A 7-0 Celtics run stopped the Denver surge, and the Celtics held on in the fourth.
The Celtics have been up by more than 20 at home before this season . . . and lost.
Assistant Ron Adams told Celtics coach Brad Stevens at halftime of that Nov. 1 game against Milwaukee, when Boston led by as many as 22, that 20-point halftime leads are hard to hold in the NBA.
“But the best part about tonight is things didn’t always go our way and we responded and I think that that’s a huge character trait of a good team, especially one that’s been beaten that way earlier in the season,” Stevens said.
Four starters scored in double figures Friday. Avery Bradley added 18 points, Jeff Green had 15 points, and Brandon Bass pitched in with 14 points and eight rebounds. Crawford added a game-high eight assists.

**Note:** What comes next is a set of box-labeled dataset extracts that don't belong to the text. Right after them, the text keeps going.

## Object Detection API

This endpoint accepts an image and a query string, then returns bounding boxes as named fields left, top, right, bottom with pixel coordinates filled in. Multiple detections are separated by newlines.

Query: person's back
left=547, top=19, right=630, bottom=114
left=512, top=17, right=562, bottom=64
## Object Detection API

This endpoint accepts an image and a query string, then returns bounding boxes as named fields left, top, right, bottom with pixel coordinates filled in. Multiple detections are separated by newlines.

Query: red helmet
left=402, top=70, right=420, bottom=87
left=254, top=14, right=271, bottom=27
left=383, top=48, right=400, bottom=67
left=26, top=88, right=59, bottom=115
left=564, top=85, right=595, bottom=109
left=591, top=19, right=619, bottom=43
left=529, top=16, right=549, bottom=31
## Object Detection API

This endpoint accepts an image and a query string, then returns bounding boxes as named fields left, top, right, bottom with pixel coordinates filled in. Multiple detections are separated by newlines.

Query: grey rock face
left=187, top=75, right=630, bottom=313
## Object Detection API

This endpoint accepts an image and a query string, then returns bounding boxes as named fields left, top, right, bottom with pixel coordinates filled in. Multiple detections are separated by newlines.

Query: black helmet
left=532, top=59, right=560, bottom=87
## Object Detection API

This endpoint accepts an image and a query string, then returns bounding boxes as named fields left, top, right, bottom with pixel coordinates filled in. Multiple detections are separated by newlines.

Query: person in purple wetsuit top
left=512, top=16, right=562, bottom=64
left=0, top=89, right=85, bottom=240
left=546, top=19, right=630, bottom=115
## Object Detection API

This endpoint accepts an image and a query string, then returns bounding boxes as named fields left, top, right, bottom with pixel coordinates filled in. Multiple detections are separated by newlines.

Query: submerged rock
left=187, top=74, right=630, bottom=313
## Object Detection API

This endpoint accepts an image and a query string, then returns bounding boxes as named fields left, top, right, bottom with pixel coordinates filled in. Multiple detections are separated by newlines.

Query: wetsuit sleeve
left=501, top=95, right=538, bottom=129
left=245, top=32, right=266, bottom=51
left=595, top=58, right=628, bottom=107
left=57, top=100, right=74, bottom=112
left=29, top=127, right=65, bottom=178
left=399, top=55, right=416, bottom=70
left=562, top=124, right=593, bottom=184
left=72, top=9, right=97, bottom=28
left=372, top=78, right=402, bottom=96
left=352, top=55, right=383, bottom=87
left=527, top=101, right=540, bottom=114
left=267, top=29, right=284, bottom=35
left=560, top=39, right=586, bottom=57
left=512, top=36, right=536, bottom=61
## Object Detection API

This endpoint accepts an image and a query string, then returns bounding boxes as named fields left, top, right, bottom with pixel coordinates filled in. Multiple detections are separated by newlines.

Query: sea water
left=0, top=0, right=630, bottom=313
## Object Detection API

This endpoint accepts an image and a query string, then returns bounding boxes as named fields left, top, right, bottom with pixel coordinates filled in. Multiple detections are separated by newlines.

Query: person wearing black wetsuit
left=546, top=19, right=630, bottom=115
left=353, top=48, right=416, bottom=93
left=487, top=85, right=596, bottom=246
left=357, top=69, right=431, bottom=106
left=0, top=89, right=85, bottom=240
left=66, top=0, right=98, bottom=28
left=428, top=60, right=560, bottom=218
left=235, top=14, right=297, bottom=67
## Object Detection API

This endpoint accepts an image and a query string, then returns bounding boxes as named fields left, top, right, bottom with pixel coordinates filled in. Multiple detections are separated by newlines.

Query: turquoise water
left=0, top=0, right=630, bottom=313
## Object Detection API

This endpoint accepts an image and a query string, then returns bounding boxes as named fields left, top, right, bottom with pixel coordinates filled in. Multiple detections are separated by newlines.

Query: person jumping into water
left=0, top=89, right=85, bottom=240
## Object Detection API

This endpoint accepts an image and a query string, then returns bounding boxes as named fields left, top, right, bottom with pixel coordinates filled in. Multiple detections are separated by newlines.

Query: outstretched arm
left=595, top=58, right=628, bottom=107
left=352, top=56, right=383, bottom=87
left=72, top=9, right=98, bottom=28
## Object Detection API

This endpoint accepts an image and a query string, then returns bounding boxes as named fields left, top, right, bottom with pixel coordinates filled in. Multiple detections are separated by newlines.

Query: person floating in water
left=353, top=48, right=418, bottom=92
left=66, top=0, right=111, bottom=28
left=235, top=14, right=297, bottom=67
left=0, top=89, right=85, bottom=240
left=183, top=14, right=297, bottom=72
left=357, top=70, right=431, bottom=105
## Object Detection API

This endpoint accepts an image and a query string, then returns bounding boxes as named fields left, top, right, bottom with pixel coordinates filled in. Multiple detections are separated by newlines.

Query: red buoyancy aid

But perhaps the star of the night was forward Kris Humphries, who has played sparingly this season, including not playing at all in six games.
Against the Nuggets, Humphries scored 18 points on 8-of-11 shooting in 24 minutes off the bench.
He also grabbed seven rebounds and came up with key baskets to stop Denver’s second-half run.
“We’re winning and stuff, I don’t like to focus on me and where I’m at,” Humphries said. “We’re at the top of the division, so that’s what’s important.”
Humphries also played well when Jared Sullinger did not, with 8 points on 4-of-13 shooting.
“That shows a big sign about our team,” Sullinger said. “That somebody is not playing well — particularly myself — you got people like Kris Humphries to step in and take charge.”
And now the Celtics will head to New York to play the teams in the basement of the division: New York (Sunday) and Brooklyn (Tuesday).
Both of those teams, which boast the two highest payrolls in basketball, will play before national audiences this season, as they have the stars and the intriguing story lines, though the story now is focused on their struggles.
To the north, meanwhile, the Celtics’ story has been one of improvement.
“We’re playing as a team, executing, everybody is buying in,” Crawford said.
Anyone who watched Friday — whether at the Garden or on TV — would have to agree.